Gordon gets rematch against old foe

(Eds: Note language in fourth par)

By Matt Encarnacion

SYDNEY, Sept 14 AAP – Three years ago they were fighting for the same jumper, but now there’s a whole lot more at stake.

Cronulla fullback Michael Gordon will meet North Queensland counterpart and long-time friend Lachlan Coote in Saturday’s NRL semi-final in Townsville, with the winner to advance to the first preliminary final of their careers.

The former Penrith duo spent the summer of 2012 going toe-to-toe for the No.1 spot at the foot of the mountains, a battle that was reported to have almost led to the two coming to blows at training.

Not according to Gordon, though.

“That was complete bullshit,” he told AAP.

“But me and Cootey were the worst two fighters in the club. It would’ve been terrible.

“Some of the stories I used to hear were hilarious, because they couldn’t be any further from the truth.”

Three years on and both have since found greener pastures.

Gordon shifted to the Shire at the end of 2013, going on to make the finals in his first year at the Sharks, where they were eventually knocked out by Manly in a thrilling semi-final.

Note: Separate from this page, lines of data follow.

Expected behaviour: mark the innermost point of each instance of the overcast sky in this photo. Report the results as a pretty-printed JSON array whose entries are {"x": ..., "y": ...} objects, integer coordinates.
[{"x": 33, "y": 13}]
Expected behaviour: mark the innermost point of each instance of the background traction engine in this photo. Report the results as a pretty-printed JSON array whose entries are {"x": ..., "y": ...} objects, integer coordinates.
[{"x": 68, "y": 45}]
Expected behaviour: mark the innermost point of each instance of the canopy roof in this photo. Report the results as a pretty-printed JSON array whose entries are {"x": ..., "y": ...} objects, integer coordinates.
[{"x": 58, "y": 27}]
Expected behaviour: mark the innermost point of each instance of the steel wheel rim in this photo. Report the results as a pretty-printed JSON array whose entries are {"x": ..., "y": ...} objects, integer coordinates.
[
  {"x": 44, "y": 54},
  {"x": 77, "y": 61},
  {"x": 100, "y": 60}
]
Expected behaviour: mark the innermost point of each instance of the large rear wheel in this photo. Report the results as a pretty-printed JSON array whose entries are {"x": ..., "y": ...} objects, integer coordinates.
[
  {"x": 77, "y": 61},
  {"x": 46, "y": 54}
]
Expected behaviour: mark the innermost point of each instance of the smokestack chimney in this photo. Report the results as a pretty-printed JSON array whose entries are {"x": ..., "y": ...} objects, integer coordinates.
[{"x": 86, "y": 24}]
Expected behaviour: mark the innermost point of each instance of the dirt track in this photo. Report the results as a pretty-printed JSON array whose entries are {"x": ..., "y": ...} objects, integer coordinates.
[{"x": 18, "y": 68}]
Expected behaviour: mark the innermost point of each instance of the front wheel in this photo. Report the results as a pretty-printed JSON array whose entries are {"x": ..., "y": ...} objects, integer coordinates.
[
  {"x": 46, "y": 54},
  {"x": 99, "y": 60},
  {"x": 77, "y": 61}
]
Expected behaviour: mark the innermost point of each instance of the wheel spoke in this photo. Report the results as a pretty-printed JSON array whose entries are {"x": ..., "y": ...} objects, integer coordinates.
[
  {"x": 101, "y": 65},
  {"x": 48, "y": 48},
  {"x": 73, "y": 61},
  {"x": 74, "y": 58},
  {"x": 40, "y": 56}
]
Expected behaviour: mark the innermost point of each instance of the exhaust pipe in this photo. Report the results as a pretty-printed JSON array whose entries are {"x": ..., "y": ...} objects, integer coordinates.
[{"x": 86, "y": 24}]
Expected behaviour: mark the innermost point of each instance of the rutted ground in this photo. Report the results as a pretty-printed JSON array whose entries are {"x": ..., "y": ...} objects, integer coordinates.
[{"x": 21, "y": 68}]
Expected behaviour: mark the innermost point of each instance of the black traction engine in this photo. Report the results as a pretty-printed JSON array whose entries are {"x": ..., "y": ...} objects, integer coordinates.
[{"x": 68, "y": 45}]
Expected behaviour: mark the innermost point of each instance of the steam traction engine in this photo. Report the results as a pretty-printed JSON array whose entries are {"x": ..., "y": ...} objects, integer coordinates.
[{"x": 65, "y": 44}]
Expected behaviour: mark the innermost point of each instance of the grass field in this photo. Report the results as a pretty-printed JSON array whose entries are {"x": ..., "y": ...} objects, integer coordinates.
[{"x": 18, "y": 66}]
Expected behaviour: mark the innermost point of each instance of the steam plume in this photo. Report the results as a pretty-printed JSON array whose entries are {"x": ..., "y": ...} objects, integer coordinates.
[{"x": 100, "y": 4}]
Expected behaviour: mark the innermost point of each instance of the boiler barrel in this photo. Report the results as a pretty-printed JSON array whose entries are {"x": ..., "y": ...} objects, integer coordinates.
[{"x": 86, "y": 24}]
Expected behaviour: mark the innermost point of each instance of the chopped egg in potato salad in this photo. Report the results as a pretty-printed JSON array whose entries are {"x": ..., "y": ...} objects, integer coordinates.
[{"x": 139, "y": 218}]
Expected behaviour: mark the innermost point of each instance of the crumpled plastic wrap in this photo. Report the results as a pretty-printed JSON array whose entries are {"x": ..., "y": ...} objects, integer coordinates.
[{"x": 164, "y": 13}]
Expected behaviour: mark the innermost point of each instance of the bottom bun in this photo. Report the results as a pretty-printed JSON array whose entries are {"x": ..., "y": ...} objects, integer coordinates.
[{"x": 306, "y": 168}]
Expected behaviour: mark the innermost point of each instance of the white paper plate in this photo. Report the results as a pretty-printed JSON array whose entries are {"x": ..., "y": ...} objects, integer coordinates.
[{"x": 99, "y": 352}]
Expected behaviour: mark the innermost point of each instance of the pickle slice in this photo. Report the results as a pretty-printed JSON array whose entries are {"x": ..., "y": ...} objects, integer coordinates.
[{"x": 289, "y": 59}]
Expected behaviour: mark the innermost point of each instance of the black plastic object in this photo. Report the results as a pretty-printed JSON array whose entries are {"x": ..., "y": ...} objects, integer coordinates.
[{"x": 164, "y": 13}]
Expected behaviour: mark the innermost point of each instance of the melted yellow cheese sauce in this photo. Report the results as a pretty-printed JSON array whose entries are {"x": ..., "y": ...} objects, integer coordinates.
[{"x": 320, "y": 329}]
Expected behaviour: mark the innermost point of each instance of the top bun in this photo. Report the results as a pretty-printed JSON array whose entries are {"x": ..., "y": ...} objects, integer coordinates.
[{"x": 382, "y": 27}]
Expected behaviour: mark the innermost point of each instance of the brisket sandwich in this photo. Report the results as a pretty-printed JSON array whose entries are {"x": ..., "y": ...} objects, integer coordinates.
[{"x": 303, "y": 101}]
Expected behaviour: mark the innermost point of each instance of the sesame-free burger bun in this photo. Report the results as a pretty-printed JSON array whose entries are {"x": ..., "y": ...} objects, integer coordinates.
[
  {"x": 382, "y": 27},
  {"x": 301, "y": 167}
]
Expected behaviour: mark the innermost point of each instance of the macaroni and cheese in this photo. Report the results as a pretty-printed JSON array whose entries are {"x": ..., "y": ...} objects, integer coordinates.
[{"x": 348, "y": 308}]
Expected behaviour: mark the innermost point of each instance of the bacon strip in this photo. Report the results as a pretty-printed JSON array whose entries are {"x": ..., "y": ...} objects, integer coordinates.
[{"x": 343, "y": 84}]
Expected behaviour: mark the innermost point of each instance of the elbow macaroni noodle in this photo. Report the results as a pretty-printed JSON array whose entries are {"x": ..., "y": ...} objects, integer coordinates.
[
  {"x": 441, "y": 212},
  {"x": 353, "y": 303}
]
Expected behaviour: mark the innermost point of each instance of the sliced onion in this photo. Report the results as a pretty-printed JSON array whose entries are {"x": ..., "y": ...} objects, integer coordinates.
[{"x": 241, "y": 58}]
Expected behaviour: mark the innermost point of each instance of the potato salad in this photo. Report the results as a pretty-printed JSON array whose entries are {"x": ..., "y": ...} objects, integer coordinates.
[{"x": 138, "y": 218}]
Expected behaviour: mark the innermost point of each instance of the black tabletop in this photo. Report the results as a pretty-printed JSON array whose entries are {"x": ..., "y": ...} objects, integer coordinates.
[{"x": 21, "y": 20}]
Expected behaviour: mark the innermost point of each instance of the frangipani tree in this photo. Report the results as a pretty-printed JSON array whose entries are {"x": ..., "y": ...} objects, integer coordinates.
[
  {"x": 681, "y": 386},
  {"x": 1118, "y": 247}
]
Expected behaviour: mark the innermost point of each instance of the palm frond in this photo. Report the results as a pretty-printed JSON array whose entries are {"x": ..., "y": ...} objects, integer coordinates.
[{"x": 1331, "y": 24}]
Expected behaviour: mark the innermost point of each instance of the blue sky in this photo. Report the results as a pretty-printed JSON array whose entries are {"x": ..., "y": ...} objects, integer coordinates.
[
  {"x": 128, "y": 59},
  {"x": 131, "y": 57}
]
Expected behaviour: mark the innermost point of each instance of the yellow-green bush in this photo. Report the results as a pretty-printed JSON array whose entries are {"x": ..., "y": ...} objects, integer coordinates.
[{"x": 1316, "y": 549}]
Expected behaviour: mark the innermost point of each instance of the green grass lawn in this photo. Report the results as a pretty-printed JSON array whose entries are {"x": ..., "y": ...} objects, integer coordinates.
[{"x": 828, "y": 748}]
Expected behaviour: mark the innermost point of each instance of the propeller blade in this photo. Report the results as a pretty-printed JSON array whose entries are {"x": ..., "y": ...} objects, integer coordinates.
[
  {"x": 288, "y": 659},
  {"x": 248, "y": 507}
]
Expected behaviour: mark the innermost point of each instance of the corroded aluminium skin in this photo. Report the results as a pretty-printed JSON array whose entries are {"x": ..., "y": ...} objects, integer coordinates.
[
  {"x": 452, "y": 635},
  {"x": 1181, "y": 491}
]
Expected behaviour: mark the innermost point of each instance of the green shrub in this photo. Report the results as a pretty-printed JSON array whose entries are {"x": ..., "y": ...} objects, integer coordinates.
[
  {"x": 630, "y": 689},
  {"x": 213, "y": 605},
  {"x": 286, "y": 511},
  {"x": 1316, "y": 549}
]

“We were in pretty much the exact same position as this year, playing at Allianz in the first week,” he recalled.

“And if it had gone on an extra five minutes against Manly, we probably would’ve won.”

Coote, meanwhile, failed to play a game in his first season with the Cowboys after tearing his ACL in the 2014 Auckland Nines.

Gordon, 31, said he had stayed in touch with his former teammate for most of his recovery.

“I’ve been there twice and it’s not a nice feeling. It’s something hard to come back from,” he said.

“And then he would’ve watched Michael Morgan kill it last year at fullback and probably think, `Where am I going to play now?’

“But I know Cootey would’ve worked hard, and he would’ve stuck at it. It’s just gone to show, hard work pays off and he’s been playing fantastic all year. I’m really happy for him.”

Now the pair square off for the right to play in the NRL decider, a final neither player has yet to achieve over their combined 18 seasons in the game.

“You appreciate it when you do get a chance because you look at blokes that have played over 300 games and never won a grand final,” Gordon said.

“Once you get a chance, you’ve got to make the most of it.”